After coming under intense criticism for his decision to intervene in Syria, Obama stunned his aides by at the last moment deciding to consult with Congress after all:
After a 45-minute walk Friday night, President Barack Obama made a fateful decision that none of his top national security advisers saw coming: To seek congressional authorization before taking military action in Syria.
The stunning about-face after a week of U.S. saber rattling risked not only igniting a protracted congressional fight, which could end with a vote against strikes, but a backlash from allies in the Middle East who had warned the White House that inaction would embolden not only Syrian President Bashar al-Assad but his closest allies, Iran and Hezbollah.
Aides said the decision was made by Mr. Obama and Mr.
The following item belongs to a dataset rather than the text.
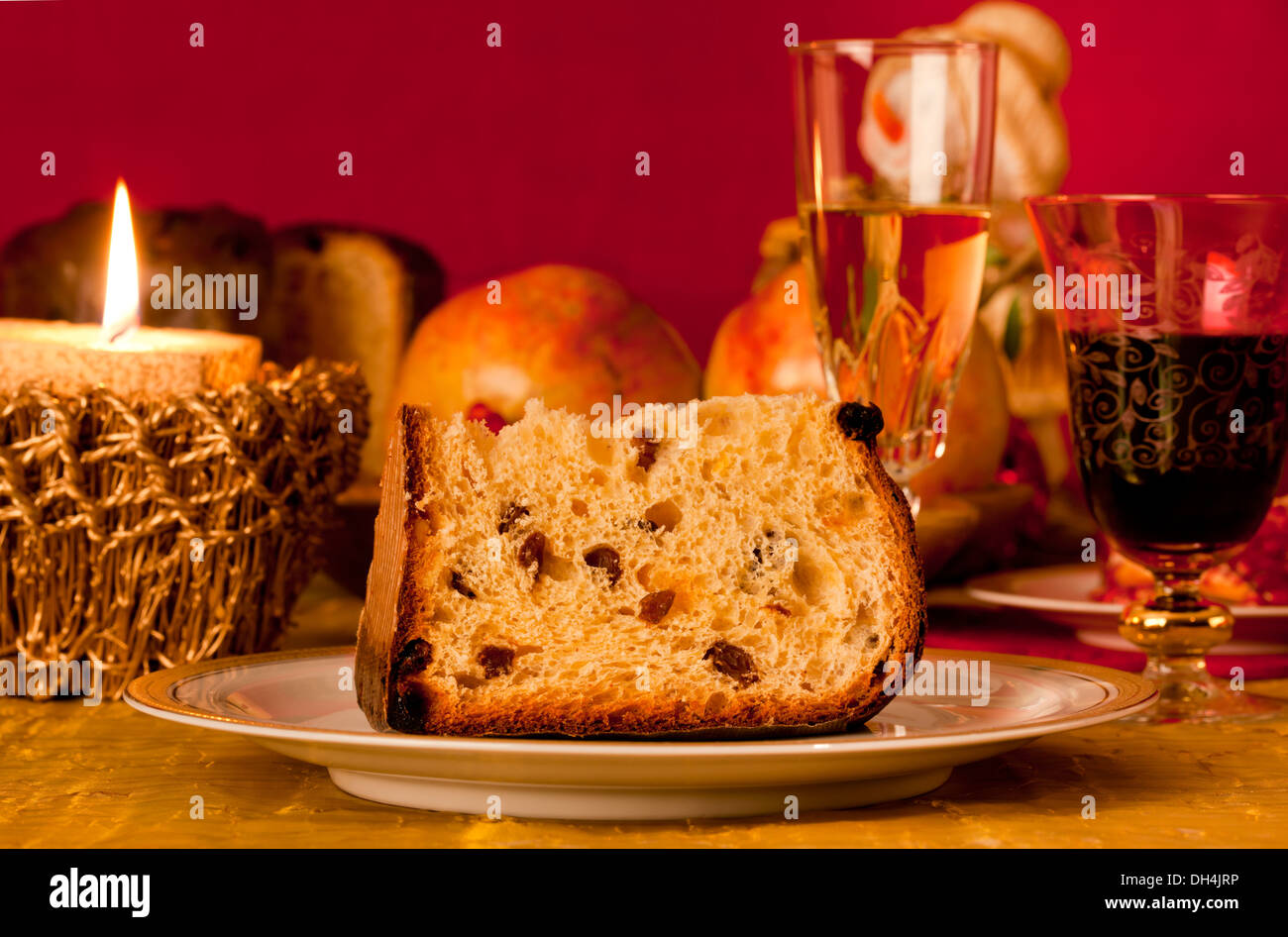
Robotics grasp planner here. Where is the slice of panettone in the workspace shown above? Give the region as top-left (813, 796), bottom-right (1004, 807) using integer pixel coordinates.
top-left (357, 395), bottom-right (926, 736)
Obama alone. It shows the primacy the president places on protecting his hoped-for legacy as a commander in chief who did everything in his power to disentangle the U.S. from overseas wars. Until Friday night, Mr. Obama’s national-security team didn’t even have an option on the table to seek a congressional authorization.
The only real discussion was a plan to punish Mr. Assad for what the U.S. and others have called a chemical-weapons attack amid Syria’s grinding civil war. The final question, policy makers thought, was how many targets to hit and when to tell the Navy destroyers in the eastern Mediterranean to open fire.
Go here to the Wall Street Journal to read the rest. Of course Obama should have obtained Congressional approval, as Bush did on Iraq, before making the decision to move against Assad. That he did not tells me that he viewed the decision to go into Syria as he has virtually every other decision during his administration: if it is popular with his base he will do it, and the Constitution and Congress can go hang. Obama received just enough last minute criticism about his Syria policy from the left wing groups he listens to, that he decided to pass the ball to Congress. That this is no way to make war and peace decisions should be obvious. That one should, after five years of this, be completely unsurprised by this turn of events should also be obvious. May God help this country if a true foreign policy crisis should arise with this man at the helm.